Rumors are circulating that possibly by the end of this month, News Corp., which is owned by Rupert Murdoch, could be launching a new application solely for Apple’s iPad called Daily. If true, which it looks like it is, welcome to news consumption in the 21st century.

Apparently Mr. Murdoch has been taken with the iPad, and studies show that users are far more immersed in their media consumption when using the device as opposed to when they are surfing the Web. With this in mind, apparently News Corp. and Apple are teaming up for this new venture which will be a daily news source with a shockingly low price of $.99 a week.

Apple and News CorpAccording to reports, the Daily will be run out of  the 26th floor of the News Corp offices in New York city, and that up to 100 journalists have already been hired for the new venture.  There will also be no print or Web editions of the publication, so this will truly be an iPad-only “publication”.

The rumors go on to state that Apple is so deeply involved with this project that Steve Jobs has loaned some of his own engineers to the project to make sure it takes full advantage of the iPad’s capabilities.  This would also explain why there have been numerous reports of Mr. Jobs being spotted around various News Corp. offices in Manhattan.

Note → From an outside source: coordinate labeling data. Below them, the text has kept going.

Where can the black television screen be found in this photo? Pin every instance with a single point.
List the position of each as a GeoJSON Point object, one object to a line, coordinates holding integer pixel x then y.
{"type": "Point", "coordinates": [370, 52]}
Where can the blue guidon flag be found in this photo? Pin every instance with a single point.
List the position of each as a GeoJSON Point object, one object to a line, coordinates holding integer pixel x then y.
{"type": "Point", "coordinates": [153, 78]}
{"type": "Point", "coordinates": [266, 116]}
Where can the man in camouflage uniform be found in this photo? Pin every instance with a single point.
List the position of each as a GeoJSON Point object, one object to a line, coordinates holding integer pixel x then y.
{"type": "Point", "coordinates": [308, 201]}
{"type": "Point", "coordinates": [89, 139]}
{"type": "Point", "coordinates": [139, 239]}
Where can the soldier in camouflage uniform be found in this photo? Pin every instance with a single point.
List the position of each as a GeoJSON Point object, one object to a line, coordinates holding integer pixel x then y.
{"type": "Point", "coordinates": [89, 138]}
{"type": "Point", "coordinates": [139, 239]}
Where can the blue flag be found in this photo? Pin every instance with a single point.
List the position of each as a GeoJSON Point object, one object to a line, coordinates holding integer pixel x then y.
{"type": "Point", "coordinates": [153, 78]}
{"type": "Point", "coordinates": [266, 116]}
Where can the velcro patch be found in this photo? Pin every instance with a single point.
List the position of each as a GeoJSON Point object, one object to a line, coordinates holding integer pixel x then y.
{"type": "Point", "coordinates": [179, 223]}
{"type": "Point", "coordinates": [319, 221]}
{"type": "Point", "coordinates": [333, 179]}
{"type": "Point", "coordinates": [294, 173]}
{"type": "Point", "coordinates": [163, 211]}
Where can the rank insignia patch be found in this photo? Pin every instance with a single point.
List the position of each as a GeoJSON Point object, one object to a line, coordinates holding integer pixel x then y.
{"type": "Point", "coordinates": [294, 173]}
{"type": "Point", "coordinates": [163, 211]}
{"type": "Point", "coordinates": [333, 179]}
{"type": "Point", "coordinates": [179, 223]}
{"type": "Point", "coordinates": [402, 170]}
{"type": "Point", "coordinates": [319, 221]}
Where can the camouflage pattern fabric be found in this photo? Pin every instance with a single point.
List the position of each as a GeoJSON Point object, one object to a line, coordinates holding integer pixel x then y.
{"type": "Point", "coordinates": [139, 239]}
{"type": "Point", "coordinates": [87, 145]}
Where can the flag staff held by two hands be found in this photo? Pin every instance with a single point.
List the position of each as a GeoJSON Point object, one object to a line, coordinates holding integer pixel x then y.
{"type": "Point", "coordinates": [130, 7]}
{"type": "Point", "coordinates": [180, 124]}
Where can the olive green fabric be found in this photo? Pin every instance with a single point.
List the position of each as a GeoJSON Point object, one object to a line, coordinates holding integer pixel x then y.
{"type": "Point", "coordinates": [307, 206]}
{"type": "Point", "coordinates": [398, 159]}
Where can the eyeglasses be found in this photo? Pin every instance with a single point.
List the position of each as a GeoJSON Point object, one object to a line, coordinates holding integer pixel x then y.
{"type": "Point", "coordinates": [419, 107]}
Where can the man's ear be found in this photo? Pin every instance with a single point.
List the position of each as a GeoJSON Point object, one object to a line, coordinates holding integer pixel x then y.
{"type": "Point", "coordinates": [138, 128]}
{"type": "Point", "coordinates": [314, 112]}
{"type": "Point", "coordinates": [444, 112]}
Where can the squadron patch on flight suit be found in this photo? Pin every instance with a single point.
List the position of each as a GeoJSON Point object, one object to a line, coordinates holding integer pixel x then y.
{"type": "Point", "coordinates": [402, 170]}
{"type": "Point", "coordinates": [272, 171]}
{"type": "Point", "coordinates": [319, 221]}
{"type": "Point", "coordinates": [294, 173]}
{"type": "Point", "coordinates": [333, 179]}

As to why Mr. Murdoch is so committed to this venture, a source told The Guardian, “He envisions a world in which every family has a iPad in the home and it becomes the device from which they get their news and information. If only 5% of those 40 million subscribe to theDaily, that’s already two million customers.”

For the math challenged, extrapolating those numbers would mean the Daily would bring $1.98 million a week, or $102.96 million a year, just from subscribers alone.  While there is no mention of advertising as of yet, you have to believe there would be some, and those revenue numbers will climb pretty quickly.  Of course Apple will get a cut of this, but who knows if it would be the usual 30 percent that the company seems so fond of.  Considering that there is no print or distribution costs except for some bandwidth, and this could be a profitable venture pretty quickly.

At this point none of this is confirmed, but the evidence surely does add up that the two companies are working on something together.  If it does prove to be true, we could be seeing the dawn of a whole new form of news delivery, and curiosity alone will make me try it out to see how it’s executed.  If it will be able to retain readers will of course be the biggest question, but if it delivers quality news, why shouldn’t it be able to?

What say you?  Will you give the Daily a try?